How The Construction Industry Can Tackle Climate Change
Whilst COVID-19 has been dominated the world this year, climate change is still at the forefront of the minds of many of us, meaning that the pressure is ramping up on the biggest emissions culprits.
The construction and building industries emit up to 39 percent of the world’s carbon emissions – with operational emissions accounting for 28 percent and the remaining 11 percent from embodied or upfront carbon (from materials and construction processes).
And with the public more eco-conscious than ever- even throughout the pandemic- there’s plenty to gain for businesses who can demonstrate their green credentials.
Sam Tracey at Actavo Direct explores how businesses can make the switch to more eco-friendly practices.
Choose your materials
Many common construction materials, like concrete and steel, are unsustainable. Not only are they made using non-renewable resources, but they’re almost impossible to salvage or reuse.
However, alternative sustainable materials like bamboo, cork or ‘hempcrete’ offer greater abundance, shorter re-growth times and high strength-to-weight ratios – making them perfect for construction projects.
Another common pitfall for the construction industry is wasteful heating. Insulation during the construction process plays an important role in reducing waste and energy consumption post-construction in artificial heating.

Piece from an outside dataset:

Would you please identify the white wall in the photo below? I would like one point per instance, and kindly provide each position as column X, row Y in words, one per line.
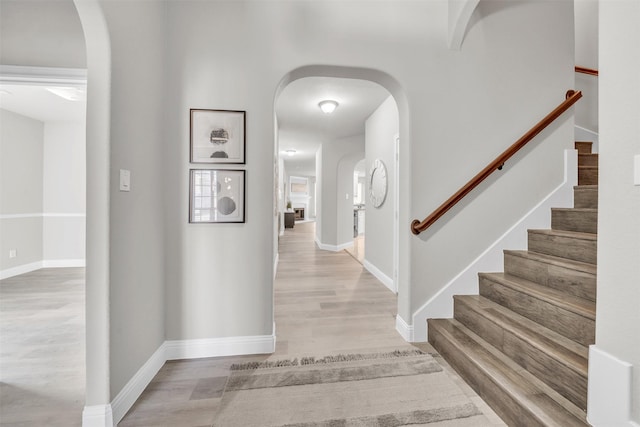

There are many sustainable insulation materials, like sheep’s wool and hempcrete, which can be used to line buildings, reducing the need for artificial heating. Plus, they’re renewable and plentiful resources, contributing little to a business’ carbon footprint.
Making a splash
Reducing water waste and offsetting risks posed by surface runoff is key for construction businesses looking to minimise their environmental impact – especially in light of the calls from the EPA to address water conservation worries.
Surface runoff from construction sites – which contains common pollutants like oil and fuel from vehicles, paints and solvents and harmful dust and debris – sinks into the earth, contaminating local water supplies and potentially damaging the environment and affecting the groundwater supply which is used for human and animal consumption.
Make sure to schedule your projects in phases to limit the potential for surface runoff at any one time. And if you’re planning a site near a watercourse, avoid extending the site all the way up to the water, leaving a sufficient gap to make sure any loose soil or other materials don’t pollute the water.
Leaking pipes, dust suppression systems and toilets are among the worst offenders for water waste. Check over your equipment regularly – if you can identify any wear and tear, look to repair or replace the damaged part before a full leak springs.
Dust suppression systems are notoriously inefficient. To save water, consider switching to hydraulic spinning systems that are 90 percent more efficient than conventional systems, as they create a high-pressure mist with minimal water consumption.
Toilets and urinals also use a surprising amount of water. But by installing dual-flush toilets and motion-sensor urinals, you can cut water waste by 50 percent.
And in today’s eco-conscious society, businesses won’t just be reaping the rewards of more efficient systems. Showing consumers your firm is committed to playing its part in the climate crisis will help you take advantage of increased brand reputation.
Keeping it in-house
More construction firms are taking advantage of prefabrication methods, with the technique showing a global year-on-year growth rate of 6 percent.
Manufacturing parts in a controlled warehouse environment, and then transporting them to the site, reduces emissions, material waste and even helps reduce noise pollution on busy sites. This is because it minimises external risks like weather and provides greater accuracy.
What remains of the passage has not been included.